A whole $18 billion, in fact
Donald Trump is a man of too many words, most of which should be ignored. However, on Friday another of his hypocrisies came to light when it was reported by the Wall Street Journal that his administration is seeking nearly $18bn (£13bn) from Congress over the next decade to start extending and reinforcing America’s infamous border wall with Mexico.
This is despite Trump’s ongoing squawks throughout his campaign of “Mexico will pay for the wall!”, and later, “The dishonest media does not report that any money spent on building the Great Wall (for sake of speed), will be paid back by Mexico later!”
Mexico has always responded by saying that they will not be shelling out money for the border: there has never been a deal between the countries and after meeting Trump in September 2016 Enrique Pena Nieto said, “I made it clear that Mexico will not pay for the wall”.
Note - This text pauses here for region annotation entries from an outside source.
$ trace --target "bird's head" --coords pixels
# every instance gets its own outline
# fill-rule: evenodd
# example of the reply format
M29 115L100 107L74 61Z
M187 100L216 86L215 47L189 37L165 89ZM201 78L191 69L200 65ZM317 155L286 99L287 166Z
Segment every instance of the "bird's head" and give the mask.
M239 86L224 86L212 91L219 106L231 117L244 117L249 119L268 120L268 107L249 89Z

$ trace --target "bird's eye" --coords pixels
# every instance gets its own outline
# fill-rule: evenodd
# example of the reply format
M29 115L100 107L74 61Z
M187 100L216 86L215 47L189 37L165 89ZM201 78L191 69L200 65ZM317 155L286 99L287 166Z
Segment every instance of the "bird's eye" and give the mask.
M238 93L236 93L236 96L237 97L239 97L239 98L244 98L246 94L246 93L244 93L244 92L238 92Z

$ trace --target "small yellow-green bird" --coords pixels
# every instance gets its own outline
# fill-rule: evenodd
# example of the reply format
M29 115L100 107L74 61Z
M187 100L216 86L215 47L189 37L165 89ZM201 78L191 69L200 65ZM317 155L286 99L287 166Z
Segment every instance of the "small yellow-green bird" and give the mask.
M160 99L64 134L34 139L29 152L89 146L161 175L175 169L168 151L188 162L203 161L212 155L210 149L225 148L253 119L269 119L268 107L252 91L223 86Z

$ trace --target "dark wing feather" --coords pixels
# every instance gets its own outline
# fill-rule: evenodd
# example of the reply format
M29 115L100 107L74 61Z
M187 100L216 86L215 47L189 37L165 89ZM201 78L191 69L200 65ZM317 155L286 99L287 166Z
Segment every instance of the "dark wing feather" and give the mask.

This didn’t stop Trump from continuing to bray and a former Mexican president even descended into expletives in January 2017, presumably after becoming as frustrated with Trump’s lies as the rest of us. “Sean Spicer, I’ve said this to Donald Trump and now I’ll tell you: Mexico is not going to pay for that f***ing wall,” tweeted Vicente Fox Quesada.
Mexico will pay for the wall!— Donald J. Trump (@realDonaldTrump) September 1, 2016
The dishonest media does not report that any money spent on building the Great Wall (for sake of speed), will be paid back by Mexico later!— Donald J. Trump (@realDonaldTrump) January 6, 2017
Last year, CNN reported that the president-elect was hoping to use US taxpayer money on the wall’s estimated $25 billion construction, and while that figure has reduced somewhat, the plans the government has in place for the wall mean the $18bn will go toward funding 316 miles of new barriers across the Mexico-US border and bolster 407 miles of existing barriers. Overall it would mean that more than half of the 2,000-mile border would have a wall or barrier.
The request is feared to shut down government. It also comes during a period where a battle between Republicans and Democrats over the immigration status of young undocumented immigrants, known as ‘Dreamers’, is intensifying. There are 690,000 immigrants who will be losing work permits and deportation protection after Trump decided to end Obama's Deferred Action for Childhood Arrivals (DACA) programme.